Wanting to avoid getting whatever meal you choose all over yourself after the next ride, you probably pick something simple. A hot dog, or a slice of pizza. Then, you look at the price. For TikTok user @deezyrides, that price was $16.99 for a slice.
“Yo, I am starving right now, by $17 for a piece of cheese pizza is absolutely diabolical,” he said in the video filmed at Six Flags Over Georgia in Atlanta, Ga. It was posted Thursday and by Friday afternoon, the post had close to 38,000 likes and around 3,800 comments.
One of the comments said: “Six flags food prices are crazy. They make Disney food prices look reasonable.”

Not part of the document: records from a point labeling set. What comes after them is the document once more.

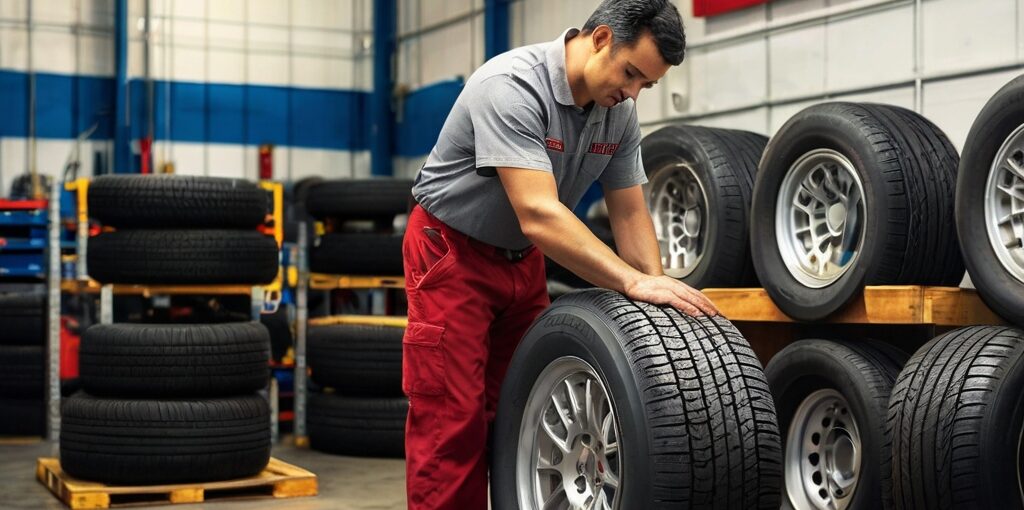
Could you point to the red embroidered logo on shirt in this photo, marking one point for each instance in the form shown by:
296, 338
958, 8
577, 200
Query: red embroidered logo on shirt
603, 149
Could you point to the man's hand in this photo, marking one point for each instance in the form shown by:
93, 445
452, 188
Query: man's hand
667, 290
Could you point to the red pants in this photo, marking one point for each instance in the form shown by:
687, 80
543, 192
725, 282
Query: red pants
468, 307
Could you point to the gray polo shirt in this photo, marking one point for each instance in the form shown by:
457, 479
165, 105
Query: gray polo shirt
517, 111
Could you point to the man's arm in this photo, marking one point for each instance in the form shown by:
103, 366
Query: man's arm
550, 225
633, 228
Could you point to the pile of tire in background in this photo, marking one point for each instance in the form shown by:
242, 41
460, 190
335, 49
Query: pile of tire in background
848, 195
173, 402
23, 340
361, 409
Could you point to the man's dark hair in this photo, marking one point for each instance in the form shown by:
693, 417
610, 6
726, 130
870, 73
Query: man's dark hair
630, 18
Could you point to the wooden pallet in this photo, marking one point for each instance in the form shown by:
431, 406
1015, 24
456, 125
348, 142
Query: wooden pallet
882, 304
280, 479
387, 321
324, 282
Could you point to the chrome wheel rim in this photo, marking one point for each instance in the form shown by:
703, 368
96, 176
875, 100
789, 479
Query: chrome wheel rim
820, 218
822, 453
568, 455
1005, 205
679, 208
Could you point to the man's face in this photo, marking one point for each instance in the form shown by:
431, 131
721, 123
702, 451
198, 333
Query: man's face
613, 76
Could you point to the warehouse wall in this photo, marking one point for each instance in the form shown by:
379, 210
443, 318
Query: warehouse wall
228, 75
440, 43
755, 68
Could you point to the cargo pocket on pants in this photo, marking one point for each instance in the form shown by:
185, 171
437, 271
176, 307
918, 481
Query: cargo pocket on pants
423, 360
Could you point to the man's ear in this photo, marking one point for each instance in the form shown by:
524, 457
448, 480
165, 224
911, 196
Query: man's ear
601, 37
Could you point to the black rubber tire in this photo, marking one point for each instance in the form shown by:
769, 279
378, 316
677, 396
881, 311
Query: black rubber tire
359, 427
725, 162
174, 360
690, 395
356, 360
907, 168
245, 257
176, 202
955, 417
23, 320
22, 371
863, 372
369, 254
22, 417
359, 199
121, 441
1000, 117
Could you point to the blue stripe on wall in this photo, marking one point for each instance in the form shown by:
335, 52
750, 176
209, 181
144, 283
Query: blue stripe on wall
216, 113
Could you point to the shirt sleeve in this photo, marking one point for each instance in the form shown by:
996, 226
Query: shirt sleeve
626, 168
508, 125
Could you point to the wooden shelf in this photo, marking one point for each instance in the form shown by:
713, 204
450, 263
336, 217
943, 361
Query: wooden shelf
329, 282
883, 304
93, 287
389, 321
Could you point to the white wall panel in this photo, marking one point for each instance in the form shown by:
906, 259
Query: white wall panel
13, 48
953, 104
797, 62
754, 120
962, 35
864, 50
53, 51
13, 9
269, 12
225, 161
53, 11
729, 77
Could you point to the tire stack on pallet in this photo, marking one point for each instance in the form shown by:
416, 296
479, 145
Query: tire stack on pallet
361, 411
173, 402
23, 338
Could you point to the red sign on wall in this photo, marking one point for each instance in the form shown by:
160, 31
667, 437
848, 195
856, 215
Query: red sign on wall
712, 7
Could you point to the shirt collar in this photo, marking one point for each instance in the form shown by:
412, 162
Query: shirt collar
556, 68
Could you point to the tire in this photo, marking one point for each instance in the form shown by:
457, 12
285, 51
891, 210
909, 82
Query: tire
23, 416
370, 254
890, 158
810, 377
356, 360
694, 413
121, 441
23, 320
359, 199
22, 371
174, 360
996, 269
718, 165
176, 202
955, 417
360, 427
245, 257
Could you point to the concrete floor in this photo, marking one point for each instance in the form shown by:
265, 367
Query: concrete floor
345, 482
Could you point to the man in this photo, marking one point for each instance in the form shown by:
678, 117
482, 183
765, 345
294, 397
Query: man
532, 129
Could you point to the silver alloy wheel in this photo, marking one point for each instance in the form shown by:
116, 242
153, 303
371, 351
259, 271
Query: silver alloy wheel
679, 207
1005, 204
568, 456
820, 216
822, 453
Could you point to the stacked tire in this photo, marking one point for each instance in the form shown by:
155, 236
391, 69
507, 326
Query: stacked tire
849, 195
361, 411
173, 402
363, 236
22, 364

Although the U.S. has been dealing with inflation for some time, this price seems especially high. In fact, the slice price is actually similar to the average price of an entire large pizza in many U.S. states, according to the Slice of the Union Pizza Index. In Georgia, the average price for a large cheese pizza as of February was $18.21. In Texas, it’s $17.12.
In a previous post, deezyrides revealed that he had not been to the Georgia park since 2005, when he wasn’t tall enough to ride any of the rides. According to the park website, tickets for entry start at $59.
“Theme park food is overpriced,” said a 2014 post from Theme Park Insider. “That’s not a secret and the proprietors of theme parks will tell you as much. The logic goes as such: Event pricing is an institution at places of leisure. Paying $10 for a beer at a Dodgers game is as normal as it is to pay $7 for a popcorn at a movie theater and the business owners point at their compatriots as backing for their own pricing. This is a form of institutionalized collusion.”
However, sometimes viral posts do make a difference. For example, Vox reported about a 2021 X (then Twitter) post about airport prices, another common source of complaints.
“In July 2021, one thirsty traveler named Cooper Lund tweeted out an image of an airport bar menu, which, among other things, included an eye-popping $27.85 beer – Sam Adams Summer Ale Draught, to be specific – in LaGuardia’s Terminal C,” said the article. That post sparked an investigation that found that customers had been charged a “totally indefensible” price for beer.
Then, the Port Authority – the agency that oversees LaGuardia, JFK, and Newark Airports in New York and New Jersey – released a 35-page policy guide in March 2022 to crack down on prices. New rules prohibited vendors from charging more than 10% over “street prices.”
Blaise Waguespack, a professor at Embry-Riddle Aeronautical University, said that airport businesses, like theme parks and movie theaters, know they have captive consumers.
While Six Flags Over Georgia does include its restaurant list on its website, it does not include prices for the pizza slice.